People gather at a Cambridge home to discuss canvassing for Question 1, the Fair Share Amendment. Pat Greenhouse/Globe Staff

Following a race that dominated TV airwaves, Question 1 supporters celebrated victory as voters opted to levy an additional income tax on Massachusetts’ highest earners.

With about 92% of precincts reporting and 51.9% in favor, the Associated Press declared a win for the so-called “millionaires tax,” or Fair Share Amendment.

Fair Share for Massachusetts campaign manager Jeron Mariani called the amendment a “once-in-a-generation opportunity.”

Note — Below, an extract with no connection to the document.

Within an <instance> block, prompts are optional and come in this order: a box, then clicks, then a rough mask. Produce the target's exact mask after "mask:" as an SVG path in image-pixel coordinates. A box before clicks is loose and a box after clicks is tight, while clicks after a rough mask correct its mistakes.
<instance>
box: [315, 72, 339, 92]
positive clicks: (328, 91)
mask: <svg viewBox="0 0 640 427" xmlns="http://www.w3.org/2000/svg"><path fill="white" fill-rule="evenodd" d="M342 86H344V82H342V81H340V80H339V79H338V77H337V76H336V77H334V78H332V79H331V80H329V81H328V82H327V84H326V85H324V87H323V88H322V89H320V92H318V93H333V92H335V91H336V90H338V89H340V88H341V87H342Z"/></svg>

“We’ve done what some thought was impossible: passed the Fair Share Amendment to create a permanently fairer tax system and deliver billions of dollars in new revenue for our public schools, colleges, roads, bridges, and transit systems,” he said in a statement Wednesday.

Mass. elections

Question 1 proposed amending the state’s constitution to levy an additional 4% surtax on income over $1 million, to be put toward education and transportation. Massachusetts currently charges the same flat 5% tax rate for all income levels. 


The new surtax won’t impact those making up to $1 million in income.

The ballot question drew support from prominent labor groups, as well as opposition from some of the state’s top business leaders. 

Supporters argued that Question 1 was a chance to raise funds for improvements to public transit, transportation infrastructure, and public education by asking top earners to pay a little extra. 

But opponents expressed concern that the surtax could impact small business owners and homeowners who sell their businesses or homes for more than $1 million. Critics also argued that while the surtax revenue will be dedicated to education and transportation, lawmakers could shift existing funds elsewhere and effectively negate any increase.

During an October interview with GBH, now Governor-elect Maura Healey said that she would veto any efforts on the part of the Legislature to divert the funds to anything other than education and transportation.

Mariani said the coalition of supporters will also stick together to ensure the money from Question 1 reaches public schools, roads, bridges, and transit systems. 

“And we will not stop here,” he said. “We’ll keep working to build a Massachusetts economy that works well for everyone, not just those at the top.”

What comes next?

The amendment will kick in Jan. 1, 2023. From there, the $1 million threshold will be adjusted annually to reflect cost-of-living increases, ensuring the additional tax continues to apply only to the state’s highest earners.